Humm is the latest in a growing line of Michelin-starred chefs to champion plant-based cooking. But what does his decision mean for the wine list? Many wines are “fined” (ie, clarified) with egg white or fish-derived isinglass, so don’t pass the vegan test. If every dish on a menu is vegan, should the wine list be vegan, too? And what are the implications of an entirely plant-based menu for food and wine matching – an art that’s traditionally been heavily reliant on meat, seafood and cheese?

Perhaps unsurprisingly, Eleven Madison’s wine director Watson Brown says they’re not ready to jettison the 5,000-strong cellar at Eleven Madison Park just yet. “We are offering an entirely plant-based menu, but veganism is a label that implies more than we are practising,” he says. But thanks to the rise of sustainable and low-intervention winemaking, he adds, more fine wines than ever are now vegan by default, even if they don’t advertise themselves as such. He singles out Pierre and Jean Gonon in the Northern Rhône, Domaine Tempier in Provence, and Pierre Cotton in Beaujolais as good examples.

Determining whether a wine is vegan or not can be complicated. For most vegans, it simply boils down to whether the fining agent is animal-derived or not. (Many natural wines aren’t fined at all, and so are automatically vegan.) But there are some who refuse wine sealed with beeswax or labelled with animal glue as well. Biodynamic winemaking – which calls for soil preparations using cow horn – can also present a problem.

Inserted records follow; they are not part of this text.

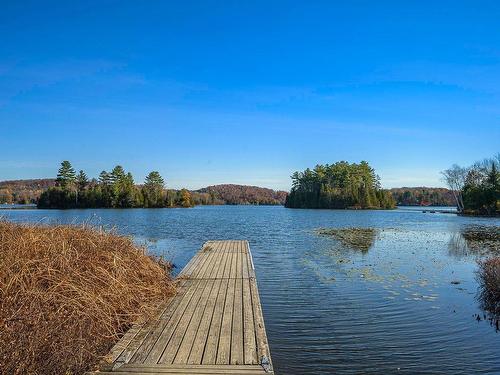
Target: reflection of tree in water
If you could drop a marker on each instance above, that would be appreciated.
(475, 240)
(353, 238)
(483, 242)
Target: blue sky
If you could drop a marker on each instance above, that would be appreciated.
(247, 92)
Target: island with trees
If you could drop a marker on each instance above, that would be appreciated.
(340, 185)
(476, 188)
(423, 196)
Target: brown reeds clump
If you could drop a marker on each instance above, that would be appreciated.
(67, 293)
(489, 286)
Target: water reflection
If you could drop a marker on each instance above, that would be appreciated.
(488, 277)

“You can very quickly disappear down the rabbit hole,” admits David Havlik, head sommelier at London’s top vegan restaurant Gauthier Soho, where the wine list is 100 per cent vegan. As a rule, wines that are lighter on oak and lower in alcohol tend to pair better with plant-based dishes, he says. “I love the Bourgogne Blanc 2019 from Fanny Sabre – it’s fantastic with our truffle tortellini. For more spicy dishes I like the Gewürztraminer Turckheim 2015 from Alsace’s Domaine Zind Humbrecht, which is beautifully light and fresh, but also has lots of ageing potential.” His go-to supplier for vegan wine is natural-wine specialist Les Caves de Pyrene.

Less than two per cent of the UK population currently identifies as vegan. But numbers quadrupled between 2014 and 2019. And retailers are taking note: Marks & Spencer has pledged to make its entire wine range vegan-friendly by 2022. With buying power like that behind the movement, vegan wine could soon be the norm.